Maravilhosa Graça, de Philip Yancey (capítulos 1 a 4)
Como andará a fé das pessoas nestes dias de tantos descaminhos e exacerbada violência física e moral? O que teria mudado desde a época em que Jesus Cristo viveu aqui na Terra, que possa explicar a mudança do comportamento humano em relação à igreja, a ponto de se perceber, na atualidade, uma postura de reserva ou mesmo afastamento por parte de muitos?
A partir desse questionamento, Philip Yancey se pergunta, também, se haveria uma palavra expressiva e forte o bastante para ter chegado aos nossos dias sem que seu verdadeiro sentido tivesse sido deturpado, e que contivesse a chave para a resposta às questões por ele colocadas logo no início do primeiro capítulo de seu livro. Pois é na palavra “graça” que ele rapidamente encontra sua resposta, rotulando-a, no contexto da teologia, de “a última palavra perfeita”, cujo sentido e viço originais, nesta ou naquela língua, ainda seriam os mesmos.
Lançando mão de uma história clássica, escrita pela dinamarquesa Karen Blixen, sob o pseudônimo Isak Dinesen – “A Festa de Babette” –, Philip Yancey observa que a graça vem a quem a recebe livre de qualquer pagamento, como a festa proporcionada pela genial cozinheira Babette aos moradores desiludidos de uma pobre aldeia de pescadores no litoral da Noruega (de ruas lamacentas e cabanas cobertas de palha), festa que, custeada por Babette com o dinheiro que ela acabara de receber por ter sido contemplada com um bilhete de loteria premiado, tornou-se um evento inesquecível naquela comunidade, como uma verdadeira graça recebida por quem sequer fizera por merecer tal presente.

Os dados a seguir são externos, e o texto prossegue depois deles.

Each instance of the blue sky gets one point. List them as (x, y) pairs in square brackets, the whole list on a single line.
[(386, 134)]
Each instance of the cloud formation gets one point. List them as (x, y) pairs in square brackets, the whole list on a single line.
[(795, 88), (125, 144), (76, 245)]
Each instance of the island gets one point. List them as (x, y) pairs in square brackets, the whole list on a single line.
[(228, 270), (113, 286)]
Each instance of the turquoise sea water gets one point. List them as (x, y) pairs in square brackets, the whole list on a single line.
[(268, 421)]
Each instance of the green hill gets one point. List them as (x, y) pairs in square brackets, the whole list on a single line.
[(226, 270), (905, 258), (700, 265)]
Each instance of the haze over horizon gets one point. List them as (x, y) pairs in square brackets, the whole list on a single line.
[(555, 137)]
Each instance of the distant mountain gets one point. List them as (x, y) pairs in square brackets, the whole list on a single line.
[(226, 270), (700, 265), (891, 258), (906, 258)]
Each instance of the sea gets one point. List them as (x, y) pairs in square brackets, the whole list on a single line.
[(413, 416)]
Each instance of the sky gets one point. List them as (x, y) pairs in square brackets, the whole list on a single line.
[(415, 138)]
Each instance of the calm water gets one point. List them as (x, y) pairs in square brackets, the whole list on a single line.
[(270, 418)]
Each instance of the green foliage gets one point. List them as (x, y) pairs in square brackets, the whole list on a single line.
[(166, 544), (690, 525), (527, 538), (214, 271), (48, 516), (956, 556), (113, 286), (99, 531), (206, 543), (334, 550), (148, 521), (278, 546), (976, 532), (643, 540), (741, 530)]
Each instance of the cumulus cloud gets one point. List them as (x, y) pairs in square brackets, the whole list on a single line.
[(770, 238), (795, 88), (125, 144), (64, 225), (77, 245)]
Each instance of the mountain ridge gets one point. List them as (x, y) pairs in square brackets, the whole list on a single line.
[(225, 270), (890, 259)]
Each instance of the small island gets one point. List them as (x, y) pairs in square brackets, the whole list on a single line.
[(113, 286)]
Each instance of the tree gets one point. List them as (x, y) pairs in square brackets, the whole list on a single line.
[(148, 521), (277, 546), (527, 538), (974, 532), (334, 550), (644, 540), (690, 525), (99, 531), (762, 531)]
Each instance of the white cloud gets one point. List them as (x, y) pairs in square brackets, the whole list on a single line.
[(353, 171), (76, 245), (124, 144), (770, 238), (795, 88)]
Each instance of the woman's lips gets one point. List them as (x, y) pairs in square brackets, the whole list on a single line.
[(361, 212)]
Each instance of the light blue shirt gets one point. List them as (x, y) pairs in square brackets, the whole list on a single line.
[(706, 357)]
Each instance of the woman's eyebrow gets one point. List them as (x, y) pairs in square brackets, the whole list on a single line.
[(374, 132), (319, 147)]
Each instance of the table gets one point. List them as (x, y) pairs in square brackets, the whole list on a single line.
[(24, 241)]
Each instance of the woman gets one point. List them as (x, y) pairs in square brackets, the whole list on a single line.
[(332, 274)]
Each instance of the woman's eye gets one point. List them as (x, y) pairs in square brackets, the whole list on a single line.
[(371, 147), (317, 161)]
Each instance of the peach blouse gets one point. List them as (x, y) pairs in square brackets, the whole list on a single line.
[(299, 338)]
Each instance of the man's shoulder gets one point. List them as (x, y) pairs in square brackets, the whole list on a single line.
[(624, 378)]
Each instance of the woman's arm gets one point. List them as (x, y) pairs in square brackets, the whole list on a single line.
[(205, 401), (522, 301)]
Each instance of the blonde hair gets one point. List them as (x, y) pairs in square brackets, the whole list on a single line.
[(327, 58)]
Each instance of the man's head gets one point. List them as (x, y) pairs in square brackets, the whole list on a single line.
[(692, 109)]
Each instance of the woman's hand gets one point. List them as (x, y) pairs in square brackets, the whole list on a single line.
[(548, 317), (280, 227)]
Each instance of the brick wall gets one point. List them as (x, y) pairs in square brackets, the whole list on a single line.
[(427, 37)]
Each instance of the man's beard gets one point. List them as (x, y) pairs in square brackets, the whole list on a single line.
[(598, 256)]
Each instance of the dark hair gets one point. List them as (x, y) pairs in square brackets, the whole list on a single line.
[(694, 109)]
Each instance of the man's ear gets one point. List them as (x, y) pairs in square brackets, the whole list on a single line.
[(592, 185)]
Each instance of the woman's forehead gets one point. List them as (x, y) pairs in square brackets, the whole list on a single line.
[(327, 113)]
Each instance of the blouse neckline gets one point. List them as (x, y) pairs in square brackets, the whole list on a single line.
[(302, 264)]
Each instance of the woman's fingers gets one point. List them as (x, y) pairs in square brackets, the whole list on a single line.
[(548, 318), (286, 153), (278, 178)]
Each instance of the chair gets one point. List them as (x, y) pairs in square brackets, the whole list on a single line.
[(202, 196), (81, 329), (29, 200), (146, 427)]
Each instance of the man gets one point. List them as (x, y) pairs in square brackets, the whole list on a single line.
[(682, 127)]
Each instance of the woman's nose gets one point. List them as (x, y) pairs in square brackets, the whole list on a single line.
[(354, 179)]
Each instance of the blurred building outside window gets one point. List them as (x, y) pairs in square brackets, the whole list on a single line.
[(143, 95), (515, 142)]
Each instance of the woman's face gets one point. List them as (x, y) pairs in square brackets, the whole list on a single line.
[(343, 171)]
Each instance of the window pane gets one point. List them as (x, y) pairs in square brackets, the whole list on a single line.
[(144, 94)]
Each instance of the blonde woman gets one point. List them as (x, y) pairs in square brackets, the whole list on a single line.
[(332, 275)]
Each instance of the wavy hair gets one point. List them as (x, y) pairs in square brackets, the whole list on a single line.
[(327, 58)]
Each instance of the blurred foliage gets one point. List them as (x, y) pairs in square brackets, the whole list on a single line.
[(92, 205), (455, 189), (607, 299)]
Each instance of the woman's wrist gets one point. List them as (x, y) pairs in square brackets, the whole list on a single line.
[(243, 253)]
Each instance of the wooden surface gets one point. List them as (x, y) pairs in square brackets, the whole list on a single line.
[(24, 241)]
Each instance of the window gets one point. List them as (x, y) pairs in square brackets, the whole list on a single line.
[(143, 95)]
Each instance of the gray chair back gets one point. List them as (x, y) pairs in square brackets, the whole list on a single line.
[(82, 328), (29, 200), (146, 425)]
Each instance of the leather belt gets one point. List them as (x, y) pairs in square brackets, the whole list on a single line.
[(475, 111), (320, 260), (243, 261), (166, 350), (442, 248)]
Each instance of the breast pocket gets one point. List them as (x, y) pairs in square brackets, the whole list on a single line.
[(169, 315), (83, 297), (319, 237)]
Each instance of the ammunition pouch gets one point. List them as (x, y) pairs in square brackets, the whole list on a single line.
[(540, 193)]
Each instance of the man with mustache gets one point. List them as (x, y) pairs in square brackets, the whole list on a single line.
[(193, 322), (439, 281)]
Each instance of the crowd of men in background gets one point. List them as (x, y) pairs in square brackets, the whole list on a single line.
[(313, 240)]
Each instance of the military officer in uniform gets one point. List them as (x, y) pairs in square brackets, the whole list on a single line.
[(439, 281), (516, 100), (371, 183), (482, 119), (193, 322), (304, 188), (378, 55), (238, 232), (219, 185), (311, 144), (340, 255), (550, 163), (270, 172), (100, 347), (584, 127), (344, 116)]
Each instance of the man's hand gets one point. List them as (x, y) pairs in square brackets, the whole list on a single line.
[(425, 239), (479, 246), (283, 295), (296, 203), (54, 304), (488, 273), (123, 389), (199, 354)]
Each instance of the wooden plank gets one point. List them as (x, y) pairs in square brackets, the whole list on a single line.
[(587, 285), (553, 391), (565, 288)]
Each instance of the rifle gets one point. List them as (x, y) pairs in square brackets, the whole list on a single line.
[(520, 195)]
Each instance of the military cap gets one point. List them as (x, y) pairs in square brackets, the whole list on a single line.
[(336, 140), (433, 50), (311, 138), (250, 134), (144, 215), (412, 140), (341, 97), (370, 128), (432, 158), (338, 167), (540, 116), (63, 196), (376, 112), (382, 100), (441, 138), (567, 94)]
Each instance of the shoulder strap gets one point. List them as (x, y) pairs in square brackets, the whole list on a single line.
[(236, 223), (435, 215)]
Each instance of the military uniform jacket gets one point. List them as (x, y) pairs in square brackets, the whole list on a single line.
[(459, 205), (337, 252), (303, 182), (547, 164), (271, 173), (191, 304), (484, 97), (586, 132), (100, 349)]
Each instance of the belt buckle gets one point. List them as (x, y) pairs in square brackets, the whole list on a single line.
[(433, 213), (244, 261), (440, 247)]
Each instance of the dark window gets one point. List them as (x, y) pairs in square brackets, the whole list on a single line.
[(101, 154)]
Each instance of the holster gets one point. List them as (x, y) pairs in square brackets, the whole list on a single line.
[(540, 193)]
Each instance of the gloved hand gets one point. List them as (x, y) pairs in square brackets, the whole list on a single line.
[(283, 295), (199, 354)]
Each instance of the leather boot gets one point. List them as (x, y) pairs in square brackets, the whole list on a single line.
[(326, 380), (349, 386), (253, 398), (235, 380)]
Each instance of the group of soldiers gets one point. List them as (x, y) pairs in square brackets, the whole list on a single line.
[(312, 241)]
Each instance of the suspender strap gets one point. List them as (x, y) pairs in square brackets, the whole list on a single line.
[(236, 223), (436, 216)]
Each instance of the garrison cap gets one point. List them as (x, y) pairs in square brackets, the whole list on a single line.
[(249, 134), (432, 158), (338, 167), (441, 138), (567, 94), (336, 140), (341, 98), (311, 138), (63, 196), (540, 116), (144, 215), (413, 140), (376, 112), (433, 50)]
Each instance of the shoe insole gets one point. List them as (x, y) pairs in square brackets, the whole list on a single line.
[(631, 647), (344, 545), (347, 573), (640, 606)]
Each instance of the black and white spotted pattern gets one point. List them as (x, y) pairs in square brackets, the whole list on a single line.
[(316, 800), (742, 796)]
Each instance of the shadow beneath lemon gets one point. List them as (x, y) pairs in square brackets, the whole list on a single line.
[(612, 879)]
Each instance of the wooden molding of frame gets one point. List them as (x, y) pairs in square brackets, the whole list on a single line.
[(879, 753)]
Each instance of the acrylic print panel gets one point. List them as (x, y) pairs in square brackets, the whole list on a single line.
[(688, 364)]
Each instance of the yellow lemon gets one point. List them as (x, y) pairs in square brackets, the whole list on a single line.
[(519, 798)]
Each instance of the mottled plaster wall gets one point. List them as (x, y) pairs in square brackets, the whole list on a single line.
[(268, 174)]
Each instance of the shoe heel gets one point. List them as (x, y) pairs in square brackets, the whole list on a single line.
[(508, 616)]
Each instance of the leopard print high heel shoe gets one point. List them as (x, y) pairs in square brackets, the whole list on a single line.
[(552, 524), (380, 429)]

No capitulo seguinte, o autor chama a atenção para a “pressão virulenta de falta de graça que aparece em todas as religiões”, fenômeno que extrapola a esfera religiosa e acomete até célebres personalidades defensoras do humanismo, que chegam ao extremo de inventar verdadeiros “sistemas de ausência de graça” para substituir os que foram rejeitados pela religião. Tal fato, aliado ao mundo cada vez mais competitivo que nos vai engolindo a todos, acaba por criar uma atmosfera de não-graça que a todos sufoca. E lá no fundo, no íntimo de cada um de nós reside um anseio irresistível pela graça, e é nessa direção que todos sentimos que devemos caminhar, porém quase sempre sem nos darmos conta de que “a graça está em toda parte, como lentes que não percebemos porque estamos olhando através delas”. Assim escreve Philip Yancey, registrando também que “finalmente, Deus me deu olhos para perceber a graça que me cercava. Tornei-me escritor, tenho certeza, na tentativa de restaurar palavras que foram empanadas por cristãos sem graça”, e ainda, “espero, sinceramente, que a igreja se torne uma cultura nutridora dessa graça” – a graça de Deus.
Observa, Philip Yancey, que Jesus falou, com freqüência, da nossa resistência inata à graça, e descreveu um mundo banhado pela graça de Deus: onde o sol brilha sobre bons e maus; onde as aves recolhem sementes de graça, sem arar nem colher para merecê-las; onde flores silvestres explodem sobre as encostas rochosas das montanhas sem serem cultivadas. Como um visitante de um país estrangeiro que percebe o que os nativos não percebem, Jesus viu a graça por toda parte. Mas Ele nunca analisou nem definiu a graça, e quase nunca usou essa palavra. Em vez disso, transmitiu graça por meio de histórias que conhecemos como parábolas, a exemplo das que o autor narra em seu livro, ambientando-as em cenários atuais, para que melhor nos identifiquemos com elas.
Por meio dessas parábolas, originalmente contadas por Jesus há dois mil anos, Yancey chama a atenção para o que seria a essência das mensagens de Cristo: o amor incondicional de Deus por todos nós, o fato de que Sua graça vem “de graça”, e a quem, aos nossos olhos, poderia até não ter merecimento. Pessoas que de certa forma falharam, cometeram erros, e que por causa disso, mais dia, menos dia, acabam se vendo abandonadas, na mais completa miséria, de repente são resgatadas para a vida, perdoadas incondicionalmente. Como o “pai cego de amor”, que espera, sofredor, insultado, mas desejando mais do que tudo perdoar e começar tudo de novo, para anunciar alegremente: "Este meu filho estava morto, mas reviveu; estava perdido, e foi achado". Assim é Deus, nosso Pai. E essa é a maravilhosa graça, a graça de Deus, essência da mensagem de Philip Yancey, apresentada ao leitor já nos primeiros quatro capítulos de seu inspirado livro.